Hervé Leclerc would not live to see his son in Ferrari red.
Jules Bianchi, that bright star of promise, would be taken by the cruel hand of fate at Suzuka.
The path to Maranello, it seems, must always be walked through shadow.
Yet in the paddock, where every gesture is analyzed and every word weighed, Leclerc moves with a grace that defies his years. The mechanics speak of his dedication in reverent tones. Like Schumi, they say, and in Maranello, there is no higher praise. Fred Vasseur, who has watched him grow from boy to man, speaks not of talent but of character: "He never seeks excuses. When he makes a mistake, he comes to my office before I call him."
In thirty-four years of following the Scuderia, I have seen drivers come and go, each leaving their mark on our collective heart. But none since Schumacher has worn the red with such natural belonging as Charles.
Through Schumi and Räikkönen, through Alonso and Vettel, we tifosi have always held our private preferences, knowing that such choices do not diminish our love for Ferrari itself. Those who claim we cannot have favorites have never truly understood what it means to live and breathe with this team through decades of triumph and heartbreak.
But with Charles, the distinction b l u r s.
His story is their story: passion tempered by loss, promise shadowed by setback, yet always, always, that unwavering belief in tomorrow.
At Monza in 2019, when he stood on the podium and faced the sea of red below, it seemed for a moment that the prophecy had been fulfilled. But destiny, like the perfect lap, is an asymptotic pursuit—always approaching, never quite reached. Each pole position now is received not with surprise but with recognition; each setback not as failure but as another test of faith.

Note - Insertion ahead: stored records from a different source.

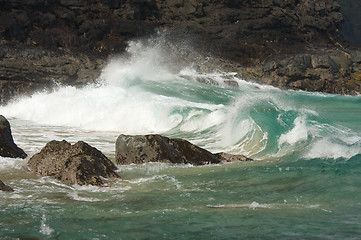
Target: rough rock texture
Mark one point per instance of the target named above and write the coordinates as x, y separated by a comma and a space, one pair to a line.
73, 164
7, 146
43, 42
329, 71
5, 188
157, 148
351, 27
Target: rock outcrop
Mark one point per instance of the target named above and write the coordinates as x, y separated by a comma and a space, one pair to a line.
7, 146
5, 188
328, 71
156, 148
78, 164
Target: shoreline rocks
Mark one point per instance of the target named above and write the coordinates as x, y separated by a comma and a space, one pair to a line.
78, 164
156, 148
5, 188
7, 146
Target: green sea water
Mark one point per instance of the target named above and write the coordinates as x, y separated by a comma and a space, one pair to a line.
303, 184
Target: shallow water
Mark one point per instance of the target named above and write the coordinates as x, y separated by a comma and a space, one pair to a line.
304, 183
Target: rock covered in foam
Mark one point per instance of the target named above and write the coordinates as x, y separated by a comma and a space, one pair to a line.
156, 148
73, 164
5, 188
7, 146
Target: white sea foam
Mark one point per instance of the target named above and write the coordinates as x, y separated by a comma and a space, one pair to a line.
296, 134
326, 148
44, 228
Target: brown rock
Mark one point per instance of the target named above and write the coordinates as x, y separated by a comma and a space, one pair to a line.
157, 148
73, 164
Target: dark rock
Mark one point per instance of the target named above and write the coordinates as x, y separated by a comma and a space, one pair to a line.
156, 148
73, 164
5, 188
7, 146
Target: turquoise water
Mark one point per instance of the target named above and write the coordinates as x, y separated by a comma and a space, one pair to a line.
303, 184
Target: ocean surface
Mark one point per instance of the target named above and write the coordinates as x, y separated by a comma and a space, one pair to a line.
305, 182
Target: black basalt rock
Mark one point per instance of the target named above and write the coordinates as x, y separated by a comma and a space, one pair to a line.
7, 146
156, 148
79, 164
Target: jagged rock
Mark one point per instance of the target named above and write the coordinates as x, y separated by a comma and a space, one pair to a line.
5, 188
7, 146
78, 164
156, 148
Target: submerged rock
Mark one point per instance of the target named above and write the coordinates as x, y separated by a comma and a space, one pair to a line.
156, 148
5, 188
73, 164
7, 146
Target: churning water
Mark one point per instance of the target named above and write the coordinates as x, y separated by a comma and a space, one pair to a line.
305, 183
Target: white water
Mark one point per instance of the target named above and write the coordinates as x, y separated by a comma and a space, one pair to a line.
145, 93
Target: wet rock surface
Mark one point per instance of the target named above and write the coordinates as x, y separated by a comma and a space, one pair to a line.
7, 146
156, 148
78, 164
5, 188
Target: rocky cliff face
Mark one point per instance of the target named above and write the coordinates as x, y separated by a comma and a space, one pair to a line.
46, 41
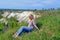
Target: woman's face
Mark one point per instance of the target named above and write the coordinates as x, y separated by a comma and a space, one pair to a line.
30, 17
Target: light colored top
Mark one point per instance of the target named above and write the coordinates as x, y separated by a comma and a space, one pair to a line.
32, 24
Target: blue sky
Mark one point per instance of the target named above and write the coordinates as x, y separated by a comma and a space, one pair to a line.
29, 4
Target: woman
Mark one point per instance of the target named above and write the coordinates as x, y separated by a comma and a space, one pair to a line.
28, 28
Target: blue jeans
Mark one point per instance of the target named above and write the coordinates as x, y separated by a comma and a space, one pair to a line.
24, 28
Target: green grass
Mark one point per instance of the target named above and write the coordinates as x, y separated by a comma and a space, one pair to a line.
49, 25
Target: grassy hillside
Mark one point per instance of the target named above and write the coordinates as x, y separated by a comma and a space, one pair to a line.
49, 24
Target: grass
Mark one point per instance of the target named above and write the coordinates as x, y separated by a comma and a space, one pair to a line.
49, 25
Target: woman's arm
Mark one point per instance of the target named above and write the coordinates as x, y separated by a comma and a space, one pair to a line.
35, 25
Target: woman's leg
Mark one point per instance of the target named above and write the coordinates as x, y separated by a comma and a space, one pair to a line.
23, 28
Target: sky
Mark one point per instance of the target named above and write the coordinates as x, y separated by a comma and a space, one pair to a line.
29, 4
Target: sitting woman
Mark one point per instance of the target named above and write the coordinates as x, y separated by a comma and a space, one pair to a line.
28, 28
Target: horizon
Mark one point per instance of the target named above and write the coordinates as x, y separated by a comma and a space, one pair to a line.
29, 4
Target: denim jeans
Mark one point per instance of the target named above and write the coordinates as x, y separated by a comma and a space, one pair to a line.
24, 28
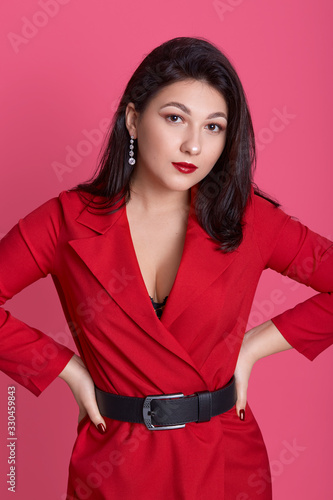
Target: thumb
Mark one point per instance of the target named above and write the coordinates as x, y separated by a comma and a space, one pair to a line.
91, 409
241, 388
96, 417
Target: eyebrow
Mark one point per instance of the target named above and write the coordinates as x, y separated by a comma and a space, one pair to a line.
186, 110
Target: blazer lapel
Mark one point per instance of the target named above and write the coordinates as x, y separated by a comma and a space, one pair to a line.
111, 257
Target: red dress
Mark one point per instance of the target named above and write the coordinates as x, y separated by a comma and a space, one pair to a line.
129, 351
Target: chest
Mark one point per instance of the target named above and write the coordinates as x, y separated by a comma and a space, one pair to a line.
158, 245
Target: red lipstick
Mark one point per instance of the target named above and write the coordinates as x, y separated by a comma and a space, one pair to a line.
185, 168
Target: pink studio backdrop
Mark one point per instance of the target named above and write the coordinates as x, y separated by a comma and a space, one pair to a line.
66, 64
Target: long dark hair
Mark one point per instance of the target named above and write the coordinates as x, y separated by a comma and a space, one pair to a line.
222, 195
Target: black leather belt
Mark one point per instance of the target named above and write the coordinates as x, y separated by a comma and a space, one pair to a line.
167, 411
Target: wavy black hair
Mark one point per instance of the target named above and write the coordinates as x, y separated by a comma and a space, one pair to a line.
222, 195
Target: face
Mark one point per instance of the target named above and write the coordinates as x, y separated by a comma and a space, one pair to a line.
180, 135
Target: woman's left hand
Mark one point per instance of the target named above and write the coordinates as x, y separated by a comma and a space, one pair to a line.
260, 341
242, 375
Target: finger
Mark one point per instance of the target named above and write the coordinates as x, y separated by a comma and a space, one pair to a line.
96, 417
241, 399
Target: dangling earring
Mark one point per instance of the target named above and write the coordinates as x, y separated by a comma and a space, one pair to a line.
131, 159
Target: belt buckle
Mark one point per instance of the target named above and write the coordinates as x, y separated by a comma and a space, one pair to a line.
146, 411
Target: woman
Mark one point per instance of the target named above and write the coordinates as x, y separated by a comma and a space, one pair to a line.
156, 261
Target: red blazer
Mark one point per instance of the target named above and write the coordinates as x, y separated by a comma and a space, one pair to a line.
129, 351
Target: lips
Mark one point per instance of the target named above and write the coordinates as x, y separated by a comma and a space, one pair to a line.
185, 168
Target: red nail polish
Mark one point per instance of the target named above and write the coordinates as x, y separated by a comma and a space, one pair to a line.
101, 428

In the simulator at Maranello, long after others have departed, Leclerc pursues perfection with monastic dedication. This is not the behavior of one who believes destiny alone will deliver glory. Rather, it is the work ethic of one who understands that even Il Predestinato must earn his crown.
And so the story continues, lap after lap, race after race. In a sport where mythology and technology dance an eternal waltz, Charles Leclerc carries not just his own dreams but the weight of prophecy itself. For us who have lived through too many seasons of "next year," there would be a peculiar poetry in seeing him—the one who stayed, who suffered, who never wavered—be the one to end our long wait. For when that moment comes, whether it takes seventeen years or more, it will mean more because it was earned through unwavering loyalty, not just talent.
This is the true meaning of Il Predestinato—not one chosen by destiny, but one who chose destiny itself, who walks the corridors of Maranello not as an heir to greatness but as its architect.
In the end, perhaps that fifteen-year-old boy understood something we are only now beginning to grasp: that destiny is not what happens to us, but what we dare to make happen.
Beautiful, thank you!
Amazing piece. Perfectly said. Grazie Vincenzo!